• Tue. Nov 29th, 2022

Taxi drivers on the brink of financial ruin go to city council

ByElla E. Kidwell

Jun 24, 2019

Mouhamadou Aliyu has been a yellow taxi driver for 15 years. The Bronx resident, originally from the Ivory Coast, said buying a taxi medallion was once his version of the American dream. But then “the dream began to turn into a nightmare”.

Aliyu bought her medallion at an auction in 2004 for $331,000. He now owes $700,000 on the loan.

He says that since Uber came to town, he’s brought in just $54,000 a year. He says his four children, including one with special needs, are the reason he didn’t kill himself.

But he says he can sympathize with the taxi drivers who have – been crippled by financial difficulties, a crisis predicted by a report prepared for the city nine years ago.

The report says predatory lending tactics encouraged drivers to take out loans, driving medallion prices to unsustainable levels and creating a speculative bubble that would overwhelm taxi drivers.

“The city knowingly sold medallions at inflated values ​​to vulnerable immigrants,” Councilman Ritchie Torres said. “The city owes the drivers to bring relief.”

In 2014, the medallions sold for over $800,000. Fans now estimate they are only worth between $150,000 and $200,000.

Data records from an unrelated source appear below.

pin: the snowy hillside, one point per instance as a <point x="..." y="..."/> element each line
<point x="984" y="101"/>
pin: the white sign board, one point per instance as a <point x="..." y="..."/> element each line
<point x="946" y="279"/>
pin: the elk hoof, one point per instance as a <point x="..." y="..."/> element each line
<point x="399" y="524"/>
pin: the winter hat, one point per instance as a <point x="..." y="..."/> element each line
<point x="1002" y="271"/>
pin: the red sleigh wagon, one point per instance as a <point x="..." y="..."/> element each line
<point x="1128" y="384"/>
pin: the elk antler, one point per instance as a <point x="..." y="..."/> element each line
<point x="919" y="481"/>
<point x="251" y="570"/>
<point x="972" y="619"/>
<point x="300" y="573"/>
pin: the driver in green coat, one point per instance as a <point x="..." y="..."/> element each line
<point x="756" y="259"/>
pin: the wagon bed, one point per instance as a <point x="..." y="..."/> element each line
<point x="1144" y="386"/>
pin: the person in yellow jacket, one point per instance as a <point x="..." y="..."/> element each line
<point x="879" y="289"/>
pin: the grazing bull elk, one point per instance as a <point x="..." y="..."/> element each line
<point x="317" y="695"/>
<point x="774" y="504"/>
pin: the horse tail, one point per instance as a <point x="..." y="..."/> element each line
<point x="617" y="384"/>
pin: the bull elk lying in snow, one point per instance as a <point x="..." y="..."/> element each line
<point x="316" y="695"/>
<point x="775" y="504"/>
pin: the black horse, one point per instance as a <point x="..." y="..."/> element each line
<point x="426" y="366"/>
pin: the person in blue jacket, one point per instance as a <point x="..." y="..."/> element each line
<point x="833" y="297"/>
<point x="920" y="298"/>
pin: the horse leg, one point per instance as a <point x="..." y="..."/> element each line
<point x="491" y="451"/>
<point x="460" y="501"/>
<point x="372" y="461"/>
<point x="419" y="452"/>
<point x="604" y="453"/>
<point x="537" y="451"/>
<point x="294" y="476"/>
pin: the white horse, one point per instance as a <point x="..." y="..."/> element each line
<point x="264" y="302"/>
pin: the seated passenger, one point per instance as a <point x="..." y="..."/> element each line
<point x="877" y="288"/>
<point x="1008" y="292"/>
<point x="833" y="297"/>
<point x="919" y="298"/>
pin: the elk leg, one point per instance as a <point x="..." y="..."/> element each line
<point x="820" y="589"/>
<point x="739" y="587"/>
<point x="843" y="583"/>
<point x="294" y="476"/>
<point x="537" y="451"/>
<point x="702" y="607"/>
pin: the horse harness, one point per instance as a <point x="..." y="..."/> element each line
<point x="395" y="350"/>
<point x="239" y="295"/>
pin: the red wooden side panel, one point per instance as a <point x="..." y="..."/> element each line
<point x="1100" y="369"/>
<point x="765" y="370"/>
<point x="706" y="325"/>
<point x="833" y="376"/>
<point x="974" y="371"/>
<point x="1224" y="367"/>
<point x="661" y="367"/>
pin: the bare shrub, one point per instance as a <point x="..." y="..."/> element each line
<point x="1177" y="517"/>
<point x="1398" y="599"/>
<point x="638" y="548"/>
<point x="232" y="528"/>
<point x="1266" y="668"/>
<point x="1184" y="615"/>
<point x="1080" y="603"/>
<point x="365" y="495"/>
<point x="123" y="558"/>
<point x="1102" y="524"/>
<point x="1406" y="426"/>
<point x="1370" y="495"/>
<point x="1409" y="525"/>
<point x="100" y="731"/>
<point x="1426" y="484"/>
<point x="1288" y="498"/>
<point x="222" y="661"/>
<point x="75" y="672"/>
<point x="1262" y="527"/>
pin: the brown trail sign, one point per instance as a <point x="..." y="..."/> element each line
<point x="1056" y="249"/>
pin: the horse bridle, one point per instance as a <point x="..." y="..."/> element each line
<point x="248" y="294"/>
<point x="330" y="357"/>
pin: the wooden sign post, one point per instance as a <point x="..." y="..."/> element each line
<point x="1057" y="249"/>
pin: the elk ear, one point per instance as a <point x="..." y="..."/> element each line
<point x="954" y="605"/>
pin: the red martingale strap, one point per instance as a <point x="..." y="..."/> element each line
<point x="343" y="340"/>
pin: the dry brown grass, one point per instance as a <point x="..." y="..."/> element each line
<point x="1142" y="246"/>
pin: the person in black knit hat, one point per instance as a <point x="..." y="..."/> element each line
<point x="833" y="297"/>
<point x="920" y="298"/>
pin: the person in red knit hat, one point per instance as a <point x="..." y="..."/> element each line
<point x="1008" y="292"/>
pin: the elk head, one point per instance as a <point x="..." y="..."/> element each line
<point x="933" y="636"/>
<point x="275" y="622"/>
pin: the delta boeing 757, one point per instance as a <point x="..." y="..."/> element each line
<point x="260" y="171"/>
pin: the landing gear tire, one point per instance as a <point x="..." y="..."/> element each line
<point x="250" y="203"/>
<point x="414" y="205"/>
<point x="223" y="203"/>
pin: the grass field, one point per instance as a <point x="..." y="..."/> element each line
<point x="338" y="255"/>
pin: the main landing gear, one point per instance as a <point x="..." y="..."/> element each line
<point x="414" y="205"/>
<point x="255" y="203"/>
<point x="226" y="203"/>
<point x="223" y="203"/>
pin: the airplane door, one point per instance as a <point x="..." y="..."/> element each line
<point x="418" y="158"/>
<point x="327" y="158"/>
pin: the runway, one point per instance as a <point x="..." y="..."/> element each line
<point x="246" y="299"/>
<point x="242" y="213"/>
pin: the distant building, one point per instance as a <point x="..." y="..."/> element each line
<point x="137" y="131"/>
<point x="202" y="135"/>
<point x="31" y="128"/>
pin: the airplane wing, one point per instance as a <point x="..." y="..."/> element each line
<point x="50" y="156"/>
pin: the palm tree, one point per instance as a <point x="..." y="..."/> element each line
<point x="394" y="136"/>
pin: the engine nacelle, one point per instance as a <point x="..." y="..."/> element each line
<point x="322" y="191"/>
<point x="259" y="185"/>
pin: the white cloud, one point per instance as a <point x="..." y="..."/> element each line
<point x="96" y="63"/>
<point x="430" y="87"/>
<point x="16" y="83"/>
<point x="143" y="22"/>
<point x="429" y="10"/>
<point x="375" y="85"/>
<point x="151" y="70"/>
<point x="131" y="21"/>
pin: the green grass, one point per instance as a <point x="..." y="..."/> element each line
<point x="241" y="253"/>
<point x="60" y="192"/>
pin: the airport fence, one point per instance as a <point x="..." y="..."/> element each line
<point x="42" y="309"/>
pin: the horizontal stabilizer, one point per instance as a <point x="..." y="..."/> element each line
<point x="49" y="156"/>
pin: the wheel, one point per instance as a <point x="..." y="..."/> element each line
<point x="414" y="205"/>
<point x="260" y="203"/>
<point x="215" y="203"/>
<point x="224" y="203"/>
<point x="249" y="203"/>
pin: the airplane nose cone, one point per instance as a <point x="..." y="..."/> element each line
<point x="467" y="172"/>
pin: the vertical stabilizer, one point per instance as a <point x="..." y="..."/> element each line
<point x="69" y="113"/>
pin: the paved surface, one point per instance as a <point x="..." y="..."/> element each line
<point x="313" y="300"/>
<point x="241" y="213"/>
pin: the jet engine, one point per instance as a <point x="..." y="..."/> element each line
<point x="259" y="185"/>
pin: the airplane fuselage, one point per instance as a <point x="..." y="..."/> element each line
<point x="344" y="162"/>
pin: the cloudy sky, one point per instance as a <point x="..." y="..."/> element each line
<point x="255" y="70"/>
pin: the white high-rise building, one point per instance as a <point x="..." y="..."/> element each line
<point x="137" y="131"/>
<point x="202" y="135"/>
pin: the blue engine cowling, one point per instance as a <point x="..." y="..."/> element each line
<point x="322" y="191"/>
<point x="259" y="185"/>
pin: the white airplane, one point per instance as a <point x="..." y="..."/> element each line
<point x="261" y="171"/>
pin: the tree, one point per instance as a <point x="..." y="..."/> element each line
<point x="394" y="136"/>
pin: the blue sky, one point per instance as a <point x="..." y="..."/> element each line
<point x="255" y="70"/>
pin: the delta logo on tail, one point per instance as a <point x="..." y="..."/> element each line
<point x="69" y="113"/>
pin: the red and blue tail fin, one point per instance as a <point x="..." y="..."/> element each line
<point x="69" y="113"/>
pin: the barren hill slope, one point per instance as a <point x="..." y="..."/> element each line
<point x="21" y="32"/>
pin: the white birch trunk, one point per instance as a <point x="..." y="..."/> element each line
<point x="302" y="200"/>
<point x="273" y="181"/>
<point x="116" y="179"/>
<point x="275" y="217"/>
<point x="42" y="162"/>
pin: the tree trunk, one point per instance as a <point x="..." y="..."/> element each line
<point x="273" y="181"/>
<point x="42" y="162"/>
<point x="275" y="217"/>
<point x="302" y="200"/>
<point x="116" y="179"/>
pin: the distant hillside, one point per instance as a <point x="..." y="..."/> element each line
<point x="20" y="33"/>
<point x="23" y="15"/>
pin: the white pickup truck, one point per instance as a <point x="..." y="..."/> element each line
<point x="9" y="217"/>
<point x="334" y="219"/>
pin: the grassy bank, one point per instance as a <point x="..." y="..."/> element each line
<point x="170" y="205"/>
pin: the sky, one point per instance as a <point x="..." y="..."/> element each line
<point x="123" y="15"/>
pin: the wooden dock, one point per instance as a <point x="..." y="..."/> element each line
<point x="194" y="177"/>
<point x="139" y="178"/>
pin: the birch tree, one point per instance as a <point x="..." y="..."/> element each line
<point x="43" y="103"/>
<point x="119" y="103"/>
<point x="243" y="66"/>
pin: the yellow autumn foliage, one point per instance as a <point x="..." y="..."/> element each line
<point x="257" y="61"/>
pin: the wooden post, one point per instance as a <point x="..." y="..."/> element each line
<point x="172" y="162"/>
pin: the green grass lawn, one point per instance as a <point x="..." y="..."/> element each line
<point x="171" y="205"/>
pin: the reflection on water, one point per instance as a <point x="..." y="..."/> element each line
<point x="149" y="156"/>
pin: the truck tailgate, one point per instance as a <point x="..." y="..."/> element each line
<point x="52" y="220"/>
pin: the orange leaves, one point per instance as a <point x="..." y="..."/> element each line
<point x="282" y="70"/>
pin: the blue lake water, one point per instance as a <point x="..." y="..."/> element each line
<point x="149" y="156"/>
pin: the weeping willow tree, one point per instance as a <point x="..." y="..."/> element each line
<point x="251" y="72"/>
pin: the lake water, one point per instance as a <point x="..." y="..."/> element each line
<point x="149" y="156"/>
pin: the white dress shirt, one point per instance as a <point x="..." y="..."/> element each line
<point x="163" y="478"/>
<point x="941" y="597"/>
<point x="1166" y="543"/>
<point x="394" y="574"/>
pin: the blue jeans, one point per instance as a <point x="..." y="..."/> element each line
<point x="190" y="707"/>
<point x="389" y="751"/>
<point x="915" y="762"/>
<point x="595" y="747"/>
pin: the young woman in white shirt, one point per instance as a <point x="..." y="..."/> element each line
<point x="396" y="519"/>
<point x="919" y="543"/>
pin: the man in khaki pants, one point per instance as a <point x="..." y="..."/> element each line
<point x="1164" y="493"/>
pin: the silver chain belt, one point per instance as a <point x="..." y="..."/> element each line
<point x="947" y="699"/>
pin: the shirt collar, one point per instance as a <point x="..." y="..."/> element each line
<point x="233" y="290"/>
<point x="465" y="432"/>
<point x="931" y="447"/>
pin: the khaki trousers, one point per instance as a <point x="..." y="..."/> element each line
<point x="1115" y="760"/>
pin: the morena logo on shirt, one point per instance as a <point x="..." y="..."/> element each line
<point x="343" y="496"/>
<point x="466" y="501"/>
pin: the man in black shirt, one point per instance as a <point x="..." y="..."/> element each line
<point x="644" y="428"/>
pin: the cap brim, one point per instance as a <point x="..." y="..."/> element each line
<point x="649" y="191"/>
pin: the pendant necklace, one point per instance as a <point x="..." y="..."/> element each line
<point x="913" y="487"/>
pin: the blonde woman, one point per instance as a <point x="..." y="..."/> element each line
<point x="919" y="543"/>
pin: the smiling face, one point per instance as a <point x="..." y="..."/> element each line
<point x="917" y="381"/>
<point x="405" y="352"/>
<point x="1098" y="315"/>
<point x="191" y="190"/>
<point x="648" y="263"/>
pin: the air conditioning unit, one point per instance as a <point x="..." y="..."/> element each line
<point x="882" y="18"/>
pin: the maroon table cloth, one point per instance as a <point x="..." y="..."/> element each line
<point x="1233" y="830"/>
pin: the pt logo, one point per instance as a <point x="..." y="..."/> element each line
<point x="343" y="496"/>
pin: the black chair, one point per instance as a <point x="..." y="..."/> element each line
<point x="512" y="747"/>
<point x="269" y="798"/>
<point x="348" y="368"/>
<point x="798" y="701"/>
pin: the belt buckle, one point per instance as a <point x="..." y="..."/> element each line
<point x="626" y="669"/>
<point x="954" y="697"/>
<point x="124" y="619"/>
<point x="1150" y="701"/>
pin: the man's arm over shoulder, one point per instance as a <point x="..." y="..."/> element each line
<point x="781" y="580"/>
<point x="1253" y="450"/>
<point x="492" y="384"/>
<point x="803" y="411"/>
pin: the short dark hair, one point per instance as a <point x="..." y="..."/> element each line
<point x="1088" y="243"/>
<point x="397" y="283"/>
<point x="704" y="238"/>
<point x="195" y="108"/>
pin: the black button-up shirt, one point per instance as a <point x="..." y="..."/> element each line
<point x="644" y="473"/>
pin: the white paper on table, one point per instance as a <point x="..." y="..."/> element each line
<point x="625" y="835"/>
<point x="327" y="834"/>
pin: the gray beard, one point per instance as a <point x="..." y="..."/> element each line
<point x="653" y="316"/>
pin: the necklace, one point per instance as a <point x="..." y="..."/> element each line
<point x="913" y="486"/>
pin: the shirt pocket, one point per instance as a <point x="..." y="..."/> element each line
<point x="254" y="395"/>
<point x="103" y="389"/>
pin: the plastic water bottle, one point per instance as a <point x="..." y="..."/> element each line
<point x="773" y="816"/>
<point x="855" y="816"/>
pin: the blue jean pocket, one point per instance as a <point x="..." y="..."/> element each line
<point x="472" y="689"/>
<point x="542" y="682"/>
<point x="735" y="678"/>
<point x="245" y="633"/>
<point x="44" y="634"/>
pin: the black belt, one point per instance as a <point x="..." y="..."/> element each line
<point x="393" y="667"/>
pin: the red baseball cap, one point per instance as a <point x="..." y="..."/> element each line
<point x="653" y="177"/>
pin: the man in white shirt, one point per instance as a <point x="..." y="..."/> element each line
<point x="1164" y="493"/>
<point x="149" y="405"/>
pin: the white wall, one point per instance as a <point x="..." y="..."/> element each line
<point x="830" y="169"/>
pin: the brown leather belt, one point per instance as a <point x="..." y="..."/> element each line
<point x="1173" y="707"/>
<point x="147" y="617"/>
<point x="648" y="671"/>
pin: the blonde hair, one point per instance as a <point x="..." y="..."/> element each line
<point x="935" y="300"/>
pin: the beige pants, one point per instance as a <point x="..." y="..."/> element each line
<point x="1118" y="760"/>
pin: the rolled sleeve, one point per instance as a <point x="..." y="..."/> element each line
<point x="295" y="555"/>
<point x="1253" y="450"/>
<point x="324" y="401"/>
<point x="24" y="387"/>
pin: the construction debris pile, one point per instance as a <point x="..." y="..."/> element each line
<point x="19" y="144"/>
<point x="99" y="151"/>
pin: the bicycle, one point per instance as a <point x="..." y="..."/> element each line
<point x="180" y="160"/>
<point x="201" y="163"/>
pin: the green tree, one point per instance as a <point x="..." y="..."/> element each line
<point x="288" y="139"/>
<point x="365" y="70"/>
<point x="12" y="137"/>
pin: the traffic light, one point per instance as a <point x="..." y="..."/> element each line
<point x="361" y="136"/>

Acting TLC Commissioner William Heinzen deflected attempts to blame his agency during a city council meeting on Monday.

“If you ask me if I’m sorry? If the folks at TLC feel sorry, yes,” Heinzen said, but when asked whether or not he feels “moral guilt,” Heinzen wouldn’t go that far.

“No. I feel a lot of pain and I feel sorry for the people who went through this,” Heinzen said.

Council members proposed four bills to better regulate the medallion industry. One would create a TLC office to report on its financial health. The package would also require greater scrutiny from medallion brokers and taxi operators.

Last year, the city council passed legislation to limit the number of Uber and other rental vehicle licenses. Although lawmakers say it’s a good start, more needs to be done to save the ailing medallion industry and its taxi drivers.